When a document is knitted, a new environment is created within R, and therefore any settings in the global environment will not be passed to the document. However, this is done intentionally, as accidentally referencing an object in the global environment is an easy thing to break a reproducible analysis, and therefore making a clean session each time means the RMarkdown file runs on its own, regardless of the global environment settings.
If you do have a use case which justifies preloading the data, there are a few things you can do.
Example Data
Firstly I have created a minimal Rmd file as below called "RenderTest.Rmd":
title: "Render"
author: "Michael Harper"
date: "7 November 2017"
output: pdf_document
---
```{r cars}
summary(cars2)
```
In this example, cars2
is a set of data I am referencing to from my global session. Run on its using the "Knit" command in RStudio, this will return the following error:
Error in summary(cars): object 'cars2' not found: ... withCallignHandlers -> withVisible -> eval -> eval -> summary
Execution halted
Option 1: Manually Call the render function
The render
function from rmarkdown
can be called from another R script.

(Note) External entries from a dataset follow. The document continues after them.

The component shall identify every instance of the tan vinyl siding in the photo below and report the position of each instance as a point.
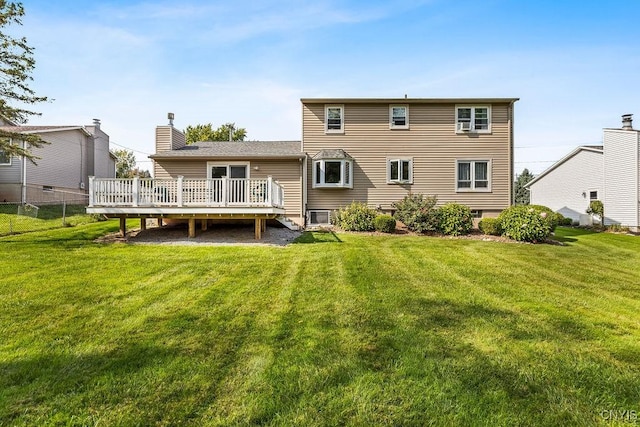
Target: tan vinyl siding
(12, 173)
(287, 172)
(431, 142)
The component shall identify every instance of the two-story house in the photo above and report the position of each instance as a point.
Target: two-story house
(609, 172)
(370, 150)
(64, 164)
(379, 150)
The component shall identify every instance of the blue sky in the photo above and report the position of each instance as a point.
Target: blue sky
(575, 65)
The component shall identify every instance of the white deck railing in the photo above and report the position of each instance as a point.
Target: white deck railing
(185, 192)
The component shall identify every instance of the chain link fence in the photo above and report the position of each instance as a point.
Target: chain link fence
(61, 209)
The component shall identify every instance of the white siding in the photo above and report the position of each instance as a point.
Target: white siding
(562, 188)
(621, 152)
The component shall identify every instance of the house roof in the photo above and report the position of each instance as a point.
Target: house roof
(408, 100)
(591, 148)
(43, 129)
(235, 149)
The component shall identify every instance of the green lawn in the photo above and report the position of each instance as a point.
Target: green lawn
(340, 329)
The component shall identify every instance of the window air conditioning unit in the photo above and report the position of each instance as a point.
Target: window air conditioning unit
(464, 126)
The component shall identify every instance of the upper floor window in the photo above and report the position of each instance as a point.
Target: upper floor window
(473, 175)
(334, 118)
(399, 171)
(473, 119)
(332, 169)
(5, 158)
(399, 117)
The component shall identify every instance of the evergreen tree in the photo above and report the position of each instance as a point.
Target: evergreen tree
(16, 65)
(522, 195)
(207, 133)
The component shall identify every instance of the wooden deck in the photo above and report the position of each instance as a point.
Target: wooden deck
(188, 199)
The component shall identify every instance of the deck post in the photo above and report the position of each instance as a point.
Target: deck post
(225, 191)
(136, 190)
(269, 191)
(179, 195)
(192, 227)
(91, 183)
(258, 229)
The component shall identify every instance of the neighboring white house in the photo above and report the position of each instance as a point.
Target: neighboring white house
(571, 183)
(73, 153)
(610, 173)
(621, 175)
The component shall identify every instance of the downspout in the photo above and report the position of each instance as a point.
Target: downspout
(511, 156)
(81, 162)
(304, 172)
(24, 174)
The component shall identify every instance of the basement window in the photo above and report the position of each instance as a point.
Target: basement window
(318, 217)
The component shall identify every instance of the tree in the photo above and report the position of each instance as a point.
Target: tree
(125, 162)
(207, 133)
(16, 65)
(522, 195)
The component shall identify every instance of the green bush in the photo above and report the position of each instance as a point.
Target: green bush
(566, 221)
(455, 219)
(417, 212)
(554, 219)
(356, 217)
(490, 226)
(525, 224)
(384, 224)
(596, 207)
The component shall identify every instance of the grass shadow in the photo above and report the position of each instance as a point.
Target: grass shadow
(325, 236)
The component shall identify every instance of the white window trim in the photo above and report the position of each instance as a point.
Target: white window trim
(326, 118)
(10, 157)
(391, 125)
(222, 164)
(340, 184)
(327, 211)
(472, 189)
(473, 113)
(399, 159)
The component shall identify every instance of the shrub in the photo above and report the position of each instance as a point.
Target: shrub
(525, 224)
(417, 212)
(596, 207)
(455, 219)
(384, 223)
(617, 228)
(356, 217)
(490, 226)
(566, 221)
(553, 218)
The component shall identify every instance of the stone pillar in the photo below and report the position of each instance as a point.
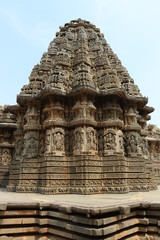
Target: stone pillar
(7, 126)
(29, 160)
(85, 170)
(15, 164)
(54, 167)
(111, 147)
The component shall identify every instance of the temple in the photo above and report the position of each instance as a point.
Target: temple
(80, 124)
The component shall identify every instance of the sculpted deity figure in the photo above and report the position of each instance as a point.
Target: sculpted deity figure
(47, 141)
(91, 139)
(132, 144)
(110, 141)
(19, 147)
(58, 141)
(6, 157)
(78, 140)
(100, 142)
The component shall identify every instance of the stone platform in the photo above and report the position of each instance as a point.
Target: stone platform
(33, 216)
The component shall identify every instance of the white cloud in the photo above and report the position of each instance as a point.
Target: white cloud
(37, 33)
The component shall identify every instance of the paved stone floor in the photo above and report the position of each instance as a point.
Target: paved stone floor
(97, 200)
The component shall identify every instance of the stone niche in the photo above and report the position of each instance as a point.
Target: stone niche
(82, 122)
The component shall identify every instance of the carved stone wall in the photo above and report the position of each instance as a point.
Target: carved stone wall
(7, 126)
(82, 122)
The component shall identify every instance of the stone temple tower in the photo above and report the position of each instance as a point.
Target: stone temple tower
(81, 124)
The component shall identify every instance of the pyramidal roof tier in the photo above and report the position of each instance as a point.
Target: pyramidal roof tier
(80, 58)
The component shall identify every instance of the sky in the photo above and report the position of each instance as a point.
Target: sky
(131, 27)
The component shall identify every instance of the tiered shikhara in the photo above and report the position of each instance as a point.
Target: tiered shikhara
(81, 124)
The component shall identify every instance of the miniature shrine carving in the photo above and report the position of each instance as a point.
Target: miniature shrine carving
(80, 124)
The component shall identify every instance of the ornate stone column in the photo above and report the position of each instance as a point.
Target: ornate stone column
(85, 171)
(29, 160)
(111, 146)
(54, 166)
(7, 127)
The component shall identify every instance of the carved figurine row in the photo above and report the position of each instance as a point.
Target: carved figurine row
(82, 139)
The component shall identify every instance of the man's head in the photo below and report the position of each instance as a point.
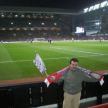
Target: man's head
(73, 63)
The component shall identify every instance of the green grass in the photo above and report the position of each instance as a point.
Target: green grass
(16, 59)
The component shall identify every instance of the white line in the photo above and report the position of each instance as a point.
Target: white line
(55, 58)
(80, 51)
(14, 61)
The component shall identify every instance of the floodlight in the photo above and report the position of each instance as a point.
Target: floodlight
(103, 4)
(86, 10)
(96, 6)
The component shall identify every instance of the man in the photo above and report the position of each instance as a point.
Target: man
(73, 83)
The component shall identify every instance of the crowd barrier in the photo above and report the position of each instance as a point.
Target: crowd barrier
(37, 94)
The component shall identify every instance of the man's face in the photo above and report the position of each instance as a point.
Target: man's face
(73, 65)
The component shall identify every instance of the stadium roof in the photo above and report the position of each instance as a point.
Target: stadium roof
(74, 5)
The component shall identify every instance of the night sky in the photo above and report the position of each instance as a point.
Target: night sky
(62, 4)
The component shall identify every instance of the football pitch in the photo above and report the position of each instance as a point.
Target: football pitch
(16, 59)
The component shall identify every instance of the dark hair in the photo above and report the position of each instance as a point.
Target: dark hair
(73, 59)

This by default does not create a fresh environment for the script to run in, so you can use any parameters already loaded. As an example:
# Build file
library(rmarkdown)
cars2<- cars
render("RenderTest.Rmd")
I would, however, be careful doing this. Firstly, the benefit of using RMarkdown is that it makes reproducibility of the script is incredibly easy. As soon as you start using external scripts, it makes things more complicated to replicate as all the settings are not contained within the file.
Option 2: Save data to an R object
If you have some analysis which takes time to run, you can save the result of the analysis as an R object, and then you can reload the final version of the data into the session. Using my above example:
```{r dataProcess, cache = TRUE}
cars2 <- cars
save(cars2, "carsData.RData") # saves the 'cars2' dataset
```
and then we can just reload the data into the session:
```{r}
load("carsData.RData") # reloads the 'cars2' dataset
```
I prefer this technique. The chunk dataProcess
is cached, so is only run if there are changes made to the code. The results are saved to file, which are then loaded by the next chunk. The data still has to be loaded into the session, but you can save the finalised dataset if you need to do any data cleaning.
Option 3: Build the file less frequently
With the updates made to RStudio over the past few years, there is less of a need to continuously rebuild the file. Chunks can be run directly within the file, and the output window viewed. It will potentially save you a lot of time trying to optimise the script, only to save a couple of minutes on compiling (which normally makes a good time to get a hot drink anyway!).